Purpose of the Bill.  The California Chiropractic Association and the California Healthcare Association, representing hospitals, are sponsors of this bill.  The sponsors indicate the bill is designed to stop "silent PPOs" from inappropriately marketing and selling lists of provider "panels" that offer discounted rates. Preferred Provider Organizations (PPO's) are a type of managed care organization under which providers accept reduced payments in exchange for increased patient flow.  Under these arrangements, individuals insured by a PPO plan are encouraged to use that plan's "preferred providers" because the insurer pays a much higher proportion of the cost of service when it is rendered by a preferred provider.

The sponsors argue a "silent PPO" is created when the PPO gains additional revenue by selling its reduced provider rates to payors (e.g., insurers) who are not party to the preferred rate agreement with provider panels and who do not provide incentives for their beneficiaries to see these providers. These unauthorized discounts cost hospitals and physicians large amounts of money.  In many instances, the bill's sponsors assert that providers never intended to extend discounts to these additional payors and had no knowledge that their services had been sold.  The sponsors argue this bill is necessary to reject such "silent PPO" efforts without the fear of contract termination.

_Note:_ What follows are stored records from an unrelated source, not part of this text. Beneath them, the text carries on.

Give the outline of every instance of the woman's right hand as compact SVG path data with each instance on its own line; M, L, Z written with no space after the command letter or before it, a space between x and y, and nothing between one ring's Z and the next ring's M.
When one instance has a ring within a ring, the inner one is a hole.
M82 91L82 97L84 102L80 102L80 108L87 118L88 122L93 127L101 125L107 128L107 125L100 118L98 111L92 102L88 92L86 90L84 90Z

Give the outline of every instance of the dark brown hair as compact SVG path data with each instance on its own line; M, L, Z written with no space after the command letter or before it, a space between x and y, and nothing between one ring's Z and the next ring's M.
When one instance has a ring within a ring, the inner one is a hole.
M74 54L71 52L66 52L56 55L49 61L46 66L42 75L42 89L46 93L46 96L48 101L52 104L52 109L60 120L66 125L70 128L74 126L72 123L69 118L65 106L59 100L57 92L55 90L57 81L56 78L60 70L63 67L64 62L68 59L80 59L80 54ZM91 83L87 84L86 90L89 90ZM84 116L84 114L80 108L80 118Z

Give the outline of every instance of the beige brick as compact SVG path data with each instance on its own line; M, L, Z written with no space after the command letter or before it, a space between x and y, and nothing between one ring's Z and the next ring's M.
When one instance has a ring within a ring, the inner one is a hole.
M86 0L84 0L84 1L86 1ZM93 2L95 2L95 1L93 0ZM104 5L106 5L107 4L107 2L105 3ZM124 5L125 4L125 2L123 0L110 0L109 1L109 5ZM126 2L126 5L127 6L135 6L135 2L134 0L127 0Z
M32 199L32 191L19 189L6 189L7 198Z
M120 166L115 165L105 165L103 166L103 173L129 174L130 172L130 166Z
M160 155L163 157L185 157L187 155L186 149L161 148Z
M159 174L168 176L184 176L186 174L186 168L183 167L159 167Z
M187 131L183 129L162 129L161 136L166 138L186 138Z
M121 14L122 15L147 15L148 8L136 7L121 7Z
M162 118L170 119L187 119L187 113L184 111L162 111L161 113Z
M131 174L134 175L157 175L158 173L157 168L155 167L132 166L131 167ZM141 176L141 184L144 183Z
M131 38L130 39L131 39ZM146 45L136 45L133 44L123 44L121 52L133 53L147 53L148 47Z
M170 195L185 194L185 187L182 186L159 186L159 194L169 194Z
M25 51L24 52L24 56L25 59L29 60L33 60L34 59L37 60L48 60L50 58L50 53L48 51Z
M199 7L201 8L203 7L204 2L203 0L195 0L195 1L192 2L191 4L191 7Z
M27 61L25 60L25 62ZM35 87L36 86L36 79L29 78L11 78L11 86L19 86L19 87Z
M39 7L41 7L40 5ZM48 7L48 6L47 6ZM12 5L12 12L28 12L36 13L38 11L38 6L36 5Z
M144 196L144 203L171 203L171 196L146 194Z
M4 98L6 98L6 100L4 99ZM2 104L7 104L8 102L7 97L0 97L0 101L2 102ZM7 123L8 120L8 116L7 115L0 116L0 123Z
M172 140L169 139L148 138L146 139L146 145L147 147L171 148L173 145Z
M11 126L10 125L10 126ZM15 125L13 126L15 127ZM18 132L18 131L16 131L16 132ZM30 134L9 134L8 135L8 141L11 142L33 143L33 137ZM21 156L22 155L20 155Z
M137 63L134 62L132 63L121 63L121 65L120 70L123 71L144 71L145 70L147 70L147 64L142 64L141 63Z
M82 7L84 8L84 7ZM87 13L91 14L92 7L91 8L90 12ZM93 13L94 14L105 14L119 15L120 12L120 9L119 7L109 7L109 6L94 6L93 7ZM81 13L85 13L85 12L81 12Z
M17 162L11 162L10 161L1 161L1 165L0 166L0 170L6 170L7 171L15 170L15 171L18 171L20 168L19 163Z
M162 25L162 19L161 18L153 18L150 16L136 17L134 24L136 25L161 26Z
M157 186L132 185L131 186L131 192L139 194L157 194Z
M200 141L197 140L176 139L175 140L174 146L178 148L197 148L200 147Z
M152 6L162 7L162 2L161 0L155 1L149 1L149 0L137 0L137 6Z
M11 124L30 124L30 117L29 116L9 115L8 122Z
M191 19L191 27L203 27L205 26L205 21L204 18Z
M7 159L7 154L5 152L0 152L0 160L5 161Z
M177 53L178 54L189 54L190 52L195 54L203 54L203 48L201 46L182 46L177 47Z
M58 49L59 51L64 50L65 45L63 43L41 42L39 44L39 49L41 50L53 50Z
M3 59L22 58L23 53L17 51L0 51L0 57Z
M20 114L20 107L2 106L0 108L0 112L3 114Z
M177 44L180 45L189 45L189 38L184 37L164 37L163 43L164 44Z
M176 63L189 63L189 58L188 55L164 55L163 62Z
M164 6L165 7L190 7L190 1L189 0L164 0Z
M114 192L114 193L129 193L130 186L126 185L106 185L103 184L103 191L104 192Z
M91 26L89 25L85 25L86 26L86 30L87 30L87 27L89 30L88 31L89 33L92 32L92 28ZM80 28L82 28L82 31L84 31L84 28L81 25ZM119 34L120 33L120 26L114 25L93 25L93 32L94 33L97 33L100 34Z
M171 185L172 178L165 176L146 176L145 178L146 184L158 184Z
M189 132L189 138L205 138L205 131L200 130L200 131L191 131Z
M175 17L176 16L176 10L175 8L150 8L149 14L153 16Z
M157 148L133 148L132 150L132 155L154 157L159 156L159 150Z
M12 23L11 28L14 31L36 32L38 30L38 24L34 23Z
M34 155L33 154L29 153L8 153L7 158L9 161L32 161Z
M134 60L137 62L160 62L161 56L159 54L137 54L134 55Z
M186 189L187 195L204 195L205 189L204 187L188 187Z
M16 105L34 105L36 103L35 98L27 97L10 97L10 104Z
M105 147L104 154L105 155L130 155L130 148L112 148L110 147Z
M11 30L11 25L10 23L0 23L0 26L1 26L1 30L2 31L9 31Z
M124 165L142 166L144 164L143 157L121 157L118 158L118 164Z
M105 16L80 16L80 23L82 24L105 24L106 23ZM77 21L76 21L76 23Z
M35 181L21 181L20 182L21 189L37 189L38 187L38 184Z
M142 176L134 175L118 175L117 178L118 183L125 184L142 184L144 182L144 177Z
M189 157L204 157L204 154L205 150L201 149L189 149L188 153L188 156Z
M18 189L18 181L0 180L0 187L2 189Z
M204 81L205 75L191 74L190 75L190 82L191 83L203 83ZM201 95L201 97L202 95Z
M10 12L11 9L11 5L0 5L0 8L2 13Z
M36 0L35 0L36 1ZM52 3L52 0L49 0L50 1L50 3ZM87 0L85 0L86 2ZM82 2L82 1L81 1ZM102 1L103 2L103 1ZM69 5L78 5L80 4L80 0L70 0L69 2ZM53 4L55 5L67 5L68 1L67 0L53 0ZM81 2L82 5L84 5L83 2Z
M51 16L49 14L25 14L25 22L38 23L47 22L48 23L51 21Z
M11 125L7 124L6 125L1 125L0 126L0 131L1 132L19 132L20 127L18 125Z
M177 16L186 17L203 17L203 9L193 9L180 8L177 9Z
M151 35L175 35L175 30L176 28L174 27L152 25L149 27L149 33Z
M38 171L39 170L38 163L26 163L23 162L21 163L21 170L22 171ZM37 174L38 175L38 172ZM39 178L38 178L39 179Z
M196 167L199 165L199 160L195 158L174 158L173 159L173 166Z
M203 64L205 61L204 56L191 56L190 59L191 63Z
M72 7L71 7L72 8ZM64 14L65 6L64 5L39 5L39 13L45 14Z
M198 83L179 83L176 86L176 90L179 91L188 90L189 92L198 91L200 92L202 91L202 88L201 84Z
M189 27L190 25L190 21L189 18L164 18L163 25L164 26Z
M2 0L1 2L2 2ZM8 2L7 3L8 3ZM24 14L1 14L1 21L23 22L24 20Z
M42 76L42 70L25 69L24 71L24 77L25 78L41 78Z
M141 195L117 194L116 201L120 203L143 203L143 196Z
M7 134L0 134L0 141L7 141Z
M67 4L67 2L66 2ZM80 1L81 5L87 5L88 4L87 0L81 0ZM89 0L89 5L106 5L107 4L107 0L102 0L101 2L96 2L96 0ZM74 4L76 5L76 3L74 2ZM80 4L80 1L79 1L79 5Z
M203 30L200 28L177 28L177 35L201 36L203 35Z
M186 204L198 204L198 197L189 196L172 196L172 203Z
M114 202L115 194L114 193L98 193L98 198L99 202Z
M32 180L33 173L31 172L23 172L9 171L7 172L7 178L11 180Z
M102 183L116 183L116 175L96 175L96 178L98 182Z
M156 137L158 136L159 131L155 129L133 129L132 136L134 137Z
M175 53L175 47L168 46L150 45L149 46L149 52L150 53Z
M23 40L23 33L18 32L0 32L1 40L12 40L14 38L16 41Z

Most states, including California, have created laws specifically prohibiting this practice and abuse of PPO contracts, but the Appeals Board has taken away the Trial Judges' powers to interpret, try and enforce the application of PPO contracts in the Workers' Compensation area.  The Appeals Board, if it is not going to reverse its decision in this case, must address the jurisdictional powers of Labor Code § 4609, or completely reverse, nullify and/or determine Labor Code § 4609 to be unconstitutional, by directly addressing this issue.

Conclusion

Therefore, this case has limited significance, because the real issue in this case was whether the Lien Claimants were entitled to be paid for implanted hardware under the OMFS.  The issue was not properly litigated as no evidence appeared to be submitted to substantiate Lien Claimants' right to the money. It appears that SCIF used this case to argue contracts when contracts were not the issue.